Functional interplay between EB3/EB1 and ankG in hippocampal neurons. (A) After 6 d of EB3 knockdown, 16-div neurons show a decreased concentration of ankG in the AIS of a transfected neuron (asterisk-labeled boxes) compared with nontransfected neurons (unlabeled boxes). EB3 is shown in green, ankG in red, and GFPf in blue. (Scale bar: 20 μm.) (B) EB1 knockdown also alters the concentration of ankG in the AIS. EB1 is shown in green, ankG in red, and GFPf in blue. (Scale bar: 20 μm.) (C) Quantification of the soma intensity ratio (soma int. ratio; i.e., the ratio of the intensity of the transfected neuron to the intensity of the surrounding nontransfected cells) of neurons transfected with control or shEB3 plasmid and labeled for EB3. Bars indicate mean ± SEM; n = 24–58 neurons from three to five experiments; one-way ANOVA posttest comparison; ***P < 0.001. (D) Quantification of the AIS intensity ratio (AIS int. ratio) of neurons transfected with control, shEB3, or shEB1 plasmid and labeled for ankG or Nav. Bars represent mean ± SEM; n = 19–116 neurons from two to seven experiments; one-way ANOVA posttest comparison; ***P < 0.001, **P < 0.01. (E) AnkG knockdown up-regulates EB3 puncta in the soma and dendrites. EB3 is shown in green, ankG in red, and GFPf in blue. (Scale bar: 20 μm.) (F) AnkG knockdown also up-regulates EB1 puncta, but to a lesser extent. EB1 is shown in green, ankG in red, and GFP in blue. (Scale bar: 20 μm.) (G) Quantification of the soma intensity ratio of neurons transfected with control or shAnkG plasmid and labeled for EB3, EB1, or map2. Bars indicate mean ± SEM; n = 81–167 neurons from three to seven experiments; one-way ANOVA posttest comparison; ***P < 0.001, ns, P > 0.05.

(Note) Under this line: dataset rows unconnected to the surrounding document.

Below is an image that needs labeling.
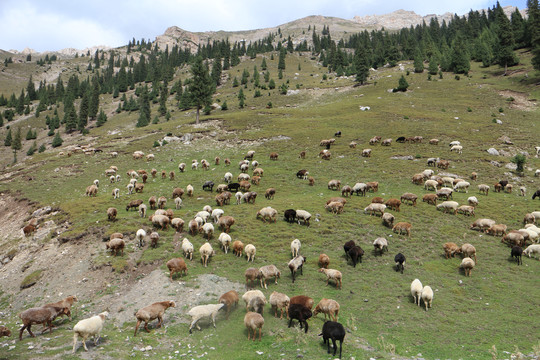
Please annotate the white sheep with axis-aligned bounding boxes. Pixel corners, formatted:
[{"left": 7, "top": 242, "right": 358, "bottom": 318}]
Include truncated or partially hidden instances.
[
  {"left": 218, "top": 232, "right": 232, "bottom": 254},
  {"left": 188, "top": 304, "right": 225, "bottom": 334},
  {"left": 411, "top": 279, "right": 423, "bottom": 306},
  {"left": 296, "top": 210, "right": 311, "bottom": 226},
  {"left": 291, "top": 239, "right": 302, "bottom": 258},
  {"left": 212, "top": 209, "right": 221, "bottom": 224},
  {"left": 199, "top": 242, "right": 216, "bottom": 267},
  {"left": 182, "top": 238, "right": 193, "bottom": 260},
  {"left": 202, "top": 223, "right": 214, "bottom": 240},
  {"left": 139, "top": 204, "right": 146, "bottom": 218},
  {"left": 244, "top": 244, "right": 257, "bottom": 262},
  {"left": 72, "top": 311, "right": 109, "bottom": 354},
  {"left": 174, "top": 197, "right": 182, "bottom": 210},
  {"left": 418, "top": 285, "right": 433, "bottom": 311},
  {"left": 467, "top": 196, "right": 478, "bottom": 207},
  {"left": 454, "top": 181, "right": 471, "bottom": 193}
]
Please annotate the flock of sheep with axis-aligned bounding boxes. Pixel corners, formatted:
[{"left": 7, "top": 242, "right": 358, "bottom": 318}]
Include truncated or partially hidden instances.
[{"left": 10, "top": 133, "right": 540, "bottom": 357}]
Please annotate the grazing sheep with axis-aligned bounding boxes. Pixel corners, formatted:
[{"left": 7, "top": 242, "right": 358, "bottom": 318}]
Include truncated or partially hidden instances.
[
  {"left": 418, "top": 285, "right": 433, "bottom": 311},
  {"left": 373, "top": 237, "right": 388, "bottom": 255},
  {"left": 105, "top": 238, "right": 126, "bottom": 256},
  {"left": 288, "top": 304, "right": 313, "bottom": 333},
  {"left": 288, "top": 255, "right": 306, "bottom": 284},
  {"left": 242, "top": 290, "right": 266, "bottom": 314},
  {"left": 319, "top": 321, "right": 345, "bottom": 359},
  {"left": 394, "top": 253, "right": 405, "bottom": 274},
  {"left": 381, "top": 213, "right": 395, "bottom": 228},
  {"left": 133, "top": 300, "right": 176, "bottom": 336},
  {"left": 19, "top": 306, "right": 67, "bottom": 340},
  {"left": 319, "top": 268, "right": 342, "bottom": 289},
  {"left": 269, "top": 291, "right": 291, "bottom": 319},
  {"left": 291, "top": 239, "right": 302, "bottom": 258},
  {"left": 244, "top": 311, "right": 264, "bottom": 341},
  {"left": 319, "top": 254, "right": 330, "bottom": 269},
  {"left": 510, "top": 245, "right": 523, "bottom": 265},
  {"left": 443, "top": 242, "right": 461, "bottom": 259},
  {"left": 188, "top": 304, "right": 225, "bottom": 334},
  {"left": 392, "top": 222, "right": 412, "bottom": 237},
  {"left": 259, "top": 265, "right": 281, "bottom": 289},
  {"left": 523, "top": 244, "right": 540, "bottom": 257},
  {"left": 233, "top": 240, "right": 244, "bottom": 257},
  {"left": 411, "top": 279, "right": 423, "bottom": 306},
  {"left": 72, "top": 311, "right": 109, "bottom": 354},
  {"left": 296, "top": 210, "right": 311, "bottom": 226},
  {"left": 257, "top": 206, "right": 277, "bottom": 222},
  {"left": 459, "top": 257, "right": 475, "bottom": 276},
  {"left": 182, "top": 238, "right": 193, "bottom": 260},
  {"left": 461, "top": 244, "right": 478, "bottom": 264},
  {"left": 244, "top": 244, "right": 257, "bottom": 262},
  {"left": 244, "top": 268, "right": 260, "bottom": 290},
  {"left": 313, "top": 298, "right": 339, "bottom": 321},
  {"left": 218, "top": 290, "right": 238, "bottom": 320},
  {"left": 218, "top": 232, "right": 232, "bottom": 254},
  {"left": 199, "top": 242, "right": 216, "bottom": 267}
]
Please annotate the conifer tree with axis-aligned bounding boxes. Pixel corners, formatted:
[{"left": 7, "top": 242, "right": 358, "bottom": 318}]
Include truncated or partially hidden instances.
[{"left": 187, "top": 56, "right": 214, "bottom": 124}]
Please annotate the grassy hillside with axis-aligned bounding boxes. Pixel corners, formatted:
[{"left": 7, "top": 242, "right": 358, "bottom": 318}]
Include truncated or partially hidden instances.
[{"left": 0, "top": 48, "right": 540, "bottom": 359}]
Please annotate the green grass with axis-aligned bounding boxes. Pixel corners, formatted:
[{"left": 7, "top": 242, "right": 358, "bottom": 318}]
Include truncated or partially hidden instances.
[{"left": 0, "top": 49, "right": 540, "bottom": 359}]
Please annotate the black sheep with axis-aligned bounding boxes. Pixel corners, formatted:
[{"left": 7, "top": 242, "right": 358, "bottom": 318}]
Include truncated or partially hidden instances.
[
  {"left": 348, "top": 246, "right": 364, "bottom": 267},
  {"left": 319, "top": 321, "right": 345, "bottom": 359},
  {"left": 289, "top": 304, "right": 313, "bottom": 333},
  {"left": 284, "top": 209, "right": 296, "bottom": 223},
  {"left": 394, "top": 253, "right": 405, "bottom": 274},
  {"left": 511, "top": 245, "right": 523, "bottom": 265},
  {"left": 227, "top": 183, "right": 240, "bottom": 191},
  {"left": 203, "top": 181, "right": 214, "bottom": 192}
]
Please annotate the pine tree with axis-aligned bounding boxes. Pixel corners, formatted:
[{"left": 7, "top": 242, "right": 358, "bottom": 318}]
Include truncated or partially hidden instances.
[
  {"left": 51, "top": 131, "right": 64, "bottom": 147},
  {"left": 136, "top": 85, "right": 150, "bottom": 127},
  {"left": 278, "top": 48, "right": 287, "bottom": 70},
  {"left": 238, "top": 88, "right": 246, "bottom": 109},
  {"left": 187, "top": 56, "right": 214, "bottom": 124},
  {"left": 96, "top": 109, "right": 107, "bottom": 127},
  {"left": 4, "top": 128, "right": 13, "bottom": 146},
  {"left": 527, "top": 0, "right": 540, "bottom": 70}
]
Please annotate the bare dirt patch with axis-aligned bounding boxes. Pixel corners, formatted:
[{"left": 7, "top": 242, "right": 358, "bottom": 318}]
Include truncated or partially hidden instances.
[{"left": 499, "top": 90, "right": 537, "bottom": 111}]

AnkG knockdown has been shown to destabilize all tested AIS constituents and to affect proximal axon molecular identity (11). Therefore, we evaluated the effect of ankG depletion and the consequent AIS disassembly on EB3 and EB1 distribution in neurons. Strikingly, ankG knockdown led to a strong up-regulation of EB3 with an increased number of bright puncta in the soma and dendrites (Fig. 6 E and G; ratios of soma intensity 1.00 ± 0.04 for control and 2.7 ± 0.16 for shAnkG, ANOVA, P < 0.001). Because of the scarcity of transfected neurons in cultures, we could not measure the up-regulation of EB3/EB1 expression directly by Western blotting. AnkG knockdown also up-regulated EB1 expression, albeit to a lesser extent (Fig. 6 F and G; ratios of soma intensity 1.00 ± 0.05 for control and 1.5 ± 0.11 for shAnkG, ANOVA, P < 0.001). This up-regulation effect suggests that EB3/EB1 expression and localization is tightly coupled to the presence of an intact AIS scaffold.

Discussion

The AIS is the checkpoint between the somatodendritic and axonal compartments, ensuring final integration of dendritic inputs, generation of action potentials, and maintenance of the neuronal polarity (3). The role of ankG as an organizer of AIS membrane proteins now is well characterized (6, 9, 24). However, how the AIS maintains polarity through its intracellular organization is unknown. Here, we identified EB proteins as molecular links between MTs and the ankG scaffold in the AIS. EB3 concentrates at the AIS of mature neurons, where it is stably associated along the MT lattice. EB3 and EB1 interact directly and with a high affinity with ankG. AnkG binds to EB3 in the EBH-domain hydrophobic pocket, suggesting that ankG capture competes with +TIP binding and defines a specific role for EB proteins in the AIS. Finally, EB3 and EB1 reciprocally stabilize the AIS architecture and the MT network, because depletion of EB3/EB1 impairs AIS integrity, whereas depletion of ankG leads to a cell-wide up-regulation of MT dynamics and EB3/EB1 expression.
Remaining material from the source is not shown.